# Accutron Regulation



## luddite (Dec 11, 2009)

I have discovered a simple way to regulate an Accutron that is a few seconds slow.

Flicking a finger against the side of the watch case a couple of times is enough to advance the second hand by one second.

Comment from Silver Hawk please.


----------



## Silver Hawk (Dec 2, 2003)

luddite said:


> Comment from Silver Hawk please.


OK, how about: "Stop mistreating your watch!" 

Seriously, this is pretty normal. A tap to the side of the case just makes the tuning fork vibrate (with or without a battery), and if it vibrates, then the second hand will move if the indexing is OK. A tap can make it vibrate with greater amplitude than normal and then make the indexing jump two teeth instead of the normal one ...hence you gain a second or two.

A gentle tap can sometimes be used to start a tricky Accutron after a battery change (they normally start on their own accord).

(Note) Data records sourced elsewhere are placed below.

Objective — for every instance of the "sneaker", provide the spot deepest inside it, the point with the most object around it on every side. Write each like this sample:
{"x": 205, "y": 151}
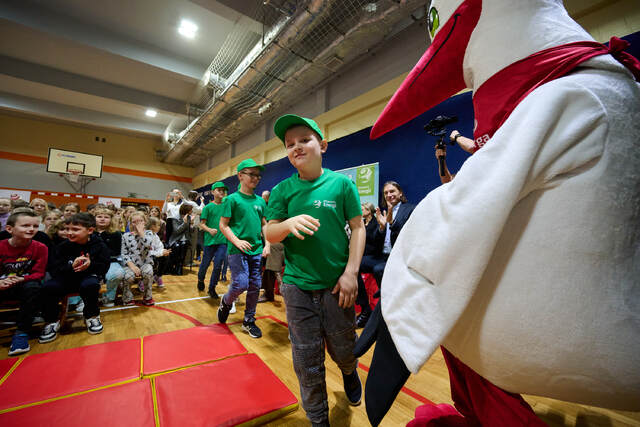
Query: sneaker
{"x": 252, "y": 328}
{"x": 94, "y": 325}
{"x": 49, "y": 332}
{"x": 223, "y": 311}
{"x": 353, "y": 387}
{"x": 80, "y": 307}
{"x": 19, "y": 344}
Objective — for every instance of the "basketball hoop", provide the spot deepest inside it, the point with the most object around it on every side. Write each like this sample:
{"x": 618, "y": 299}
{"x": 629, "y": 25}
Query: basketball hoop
{"x": 73, "y": 176}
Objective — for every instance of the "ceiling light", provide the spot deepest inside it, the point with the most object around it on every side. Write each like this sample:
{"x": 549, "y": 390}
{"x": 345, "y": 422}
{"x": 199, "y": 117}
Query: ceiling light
{"x": 187, "y": 29}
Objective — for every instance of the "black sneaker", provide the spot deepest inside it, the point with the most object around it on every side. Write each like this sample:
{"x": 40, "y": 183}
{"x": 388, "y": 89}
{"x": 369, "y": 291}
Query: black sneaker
{"x": 19, "y": 344}
{"x": 223, "y": 311}
{"x": 252, "y": 328}
{"x": 94, "y": 325}
{"x": 353, "y": 388}
{"x": 49, "y": 332}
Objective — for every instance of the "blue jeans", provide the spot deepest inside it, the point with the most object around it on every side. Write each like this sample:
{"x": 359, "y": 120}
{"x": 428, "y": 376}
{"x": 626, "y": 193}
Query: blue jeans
{"x": 315, "y": 320}
{"x": 113, "y": 278}
{"x": 217, "y": 253}
{"x": 245, "y": 276}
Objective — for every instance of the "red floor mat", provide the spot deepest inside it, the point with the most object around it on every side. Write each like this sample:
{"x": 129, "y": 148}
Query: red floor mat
{"x": 223, "y": 393}
{"x": 187, "y": 347}
{"x": 6, "y": 364}
{"x": 125, "y": 405}
{"x": 48, "y": 375}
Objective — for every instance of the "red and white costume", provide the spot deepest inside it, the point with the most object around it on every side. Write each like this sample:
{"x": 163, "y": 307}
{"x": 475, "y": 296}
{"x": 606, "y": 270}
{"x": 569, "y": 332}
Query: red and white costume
{"x": 526, "y": 267}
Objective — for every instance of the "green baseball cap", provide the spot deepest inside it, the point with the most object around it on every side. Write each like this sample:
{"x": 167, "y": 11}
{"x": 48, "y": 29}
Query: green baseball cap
{"x": 248, "y": 163}
{"x": 287, "y": 121}
{"x": 219, "y": 184}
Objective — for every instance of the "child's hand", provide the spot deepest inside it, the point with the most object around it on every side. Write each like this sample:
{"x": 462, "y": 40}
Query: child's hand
{"x": 136, "y": 271}
{"x": 244, "y": 246}
{"x": 381, "y": 217}
{"x": 81, "y": 263}
{"x": 302, "y": 223}
{"x": 348, "y": 287}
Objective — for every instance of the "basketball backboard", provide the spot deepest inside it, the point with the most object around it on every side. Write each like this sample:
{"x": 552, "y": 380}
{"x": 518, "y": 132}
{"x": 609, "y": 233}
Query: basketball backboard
{"x": 67, "y": 162}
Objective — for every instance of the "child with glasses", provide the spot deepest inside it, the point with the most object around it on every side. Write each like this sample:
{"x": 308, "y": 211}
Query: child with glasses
{"x": 241, "y": 222}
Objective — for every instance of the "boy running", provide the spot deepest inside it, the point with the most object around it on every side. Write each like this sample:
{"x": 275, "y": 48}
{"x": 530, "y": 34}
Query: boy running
{"x": 308, "y": 213}
{"x": 241, "y": 223}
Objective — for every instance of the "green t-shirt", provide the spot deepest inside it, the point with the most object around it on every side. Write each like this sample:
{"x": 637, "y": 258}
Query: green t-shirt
{"x": 245, "y": 213}
{"x": 211, "y": 217}
{"x": 319, "y": 260}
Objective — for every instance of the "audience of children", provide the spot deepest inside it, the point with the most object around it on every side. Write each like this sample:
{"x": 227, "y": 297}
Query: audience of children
{"x": 23, "y": 263}
{"x": 79, "y": 265}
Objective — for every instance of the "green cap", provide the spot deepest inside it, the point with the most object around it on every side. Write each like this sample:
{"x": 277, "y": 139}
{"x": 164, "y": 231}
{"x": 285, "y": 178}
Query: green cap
{"x": 287, "y": 121}
{"x": 248, "y": 163}
{"x": 219, "y": 184}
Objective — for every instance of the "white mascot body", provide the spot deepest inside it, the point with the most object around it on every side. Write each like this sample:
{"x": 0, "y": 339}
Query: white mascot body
{"x": 526, "y": 266}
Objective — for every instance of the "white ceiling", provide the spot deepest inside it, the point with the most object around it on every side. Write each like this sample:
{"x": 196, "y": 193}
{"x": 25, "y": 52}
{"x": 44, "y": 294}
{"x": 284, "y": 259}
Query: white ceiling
{"x": 103, "y": 63}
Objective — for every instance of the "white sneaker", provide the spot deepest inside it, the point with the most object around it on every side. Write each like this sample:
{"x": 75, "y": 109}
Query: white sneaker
{"x": 49, "y": 332}
{"x": 94, "y": 325}
{"x": 80, "y": 307}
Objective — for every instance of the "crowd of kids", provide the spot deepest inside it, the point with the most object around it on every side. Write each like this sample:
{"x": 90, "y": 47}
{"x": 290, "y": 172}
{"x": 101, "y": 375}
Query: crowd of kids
{"x": 47, "y": 253}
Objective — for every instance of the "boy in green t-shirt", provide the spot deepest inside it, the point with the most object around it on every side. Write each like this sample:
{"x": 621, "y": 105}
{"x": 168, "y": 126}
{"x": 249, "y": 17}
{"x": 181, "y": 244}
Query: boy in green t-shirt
{"x": 215, "y": 245}
{"x": 308, "y": 213}
{"x": 241, "y": 223}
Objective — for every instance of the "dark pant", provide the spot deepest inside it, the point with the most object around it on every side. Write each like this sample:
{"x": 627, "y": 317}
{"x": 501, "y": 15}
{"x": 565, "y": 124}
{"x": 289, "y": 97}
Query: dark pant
{"x": 217, "y": 253}
{"x": 28, "y": 293}
{"x": 55, "y": 289}
{"x": 269, "y": 284}
{"x": 315, "y": 320}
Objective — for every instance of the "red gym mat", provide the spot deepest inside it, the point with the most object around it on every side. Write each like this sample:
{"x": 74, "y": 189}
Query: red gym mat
{"x": 223, "y": 393}
{"x": 5, "y": 366}
{"x": 124, "y": 405}
{"x": 44, "y": 376}
{"x": 188, "y": 347}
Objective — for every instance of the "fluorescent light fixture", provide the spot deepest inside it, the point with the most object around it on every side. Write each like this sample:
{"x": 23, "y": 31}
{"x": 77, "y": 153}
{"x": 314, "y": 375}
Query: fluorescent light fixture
{"x": 187, "y": 28}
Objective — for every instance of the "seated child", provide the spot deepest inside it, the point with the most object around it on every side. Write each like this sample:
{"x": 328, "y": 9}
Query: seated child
{"x": 79, "y": 264}
{"x": 112, "y": 237}
{"x": 158, "y": 251}
{"x": 22, "y": 266}
{"x": 137, "y": 245}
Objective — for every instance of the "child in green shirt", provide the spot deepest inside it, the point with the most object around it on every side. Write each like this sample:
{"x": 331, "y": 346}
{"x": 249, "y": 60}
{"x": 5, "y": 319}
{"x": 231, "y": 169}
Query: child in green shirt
{"x": 215, "y": 245}
{"x": 241, "y": 223}
{"x": 308, "y": 212}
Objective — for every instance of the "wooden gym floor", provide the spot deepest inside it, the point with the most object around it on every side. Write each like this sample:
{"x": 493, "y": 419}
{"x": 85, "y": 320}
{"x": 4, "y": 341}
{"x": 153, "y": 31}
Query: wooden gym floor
{"x": 180, "y": 306}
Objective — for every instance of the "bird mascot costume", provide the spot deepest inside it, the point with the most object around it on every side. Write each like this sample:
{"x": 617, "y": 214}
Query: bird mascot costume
{"x": 525, "y": 268}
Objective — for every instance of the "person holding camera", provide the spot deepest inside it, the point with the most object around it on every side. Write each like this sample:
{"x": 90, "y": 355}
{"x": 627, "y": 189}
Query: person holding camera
{"x": 465, "y": 143}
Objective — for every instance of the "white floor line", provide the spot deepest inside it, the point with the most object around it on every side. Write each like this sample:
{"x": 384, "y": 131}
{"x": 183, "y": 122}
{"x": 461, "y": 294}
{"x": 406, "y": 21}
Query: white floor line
{"x": 104, "y": 310}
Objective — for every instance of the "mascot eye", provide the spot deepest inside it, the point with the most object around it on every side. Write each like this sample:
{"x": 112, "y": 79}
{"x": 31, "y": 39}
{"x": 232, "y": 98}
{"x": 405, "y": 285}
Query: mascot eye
{"x": 434, "y": 21}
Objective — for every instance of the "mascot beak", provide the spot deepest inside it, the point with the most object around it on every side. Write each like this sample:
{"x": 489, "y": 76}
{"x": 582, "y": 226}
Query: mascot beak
{"x": 439, "y": 73}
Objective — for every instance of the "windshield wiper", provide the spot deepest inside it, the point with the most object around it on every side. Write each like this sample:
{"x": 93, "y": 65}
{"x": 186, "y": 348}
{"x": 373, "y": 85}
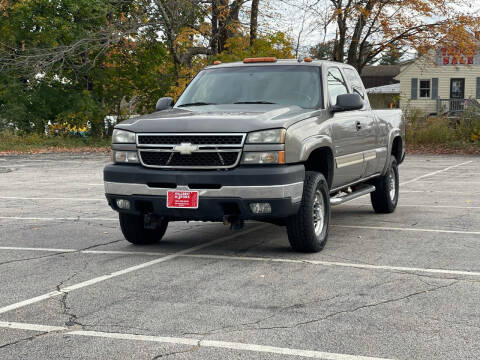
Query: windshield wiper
{"x": 196, "y": 104}
{"x": 254, "y": 102}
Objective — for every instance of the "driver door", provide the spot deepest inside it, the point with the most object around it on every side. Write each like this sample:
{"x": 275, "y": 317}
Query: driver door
{"x": 347, "y": 141}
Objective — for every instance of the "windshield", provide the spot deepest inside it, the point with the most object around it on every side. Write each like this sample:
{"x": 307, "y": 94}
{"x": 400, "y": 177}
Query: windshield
{"x": 284, "y": 85}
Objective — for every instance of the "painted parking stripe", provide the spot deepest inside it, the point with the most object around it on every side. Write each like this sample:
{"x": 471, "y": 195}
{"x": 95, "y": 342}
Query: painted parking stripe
{"x": 124, "y": 271}
{"x": 30, "y": 327}
{"x": 408, "y": 229}
{"x": 51, "y": 198}
{"x": 226, "y": 345}
{"x": 428, "y": 206}
{"x": 340, "y": 264}
{"x": 267, "y": 259}
{"x": 313, "y": 354}
{"x": 57, "y": 219}
{"x": 435, "y": 172}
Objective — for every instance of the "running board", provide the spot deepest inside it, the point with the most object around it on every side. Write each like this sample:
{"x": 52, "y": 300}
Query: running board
{"x": 356, "y": 194}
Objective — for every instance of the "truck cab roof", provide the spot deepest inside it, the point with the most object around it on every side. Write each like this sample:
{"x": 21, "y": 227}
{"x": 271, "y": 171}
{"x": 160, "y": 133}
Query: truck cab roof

But I wouldn't do it too much or too hard









EDIT: BTW: this is not "regulation" as in your title; you haven't altered its time keeping abilities.


----------



## luddite (Dec 11, 2009)

Duly admonished. 

I have only done it twice, once by chance and once on another Accutron to test.


----------



## tixntox (Jul 17, 2009)

If I remember my History lessons correctly, did not Luddites used to destroy machinery? :hypocrite:

Mike


----------



## bridgeman (Dec 9, 2008)

:rofl:


----------



## luddite (Dec 11, 2009)

tixntox said:


> If I remember my History lessons correctly, did not Luddites used to destroy machinery? :hypocrite:
> 
> Mike


Only looms. :lol: :lol: :lol: :lol:


----------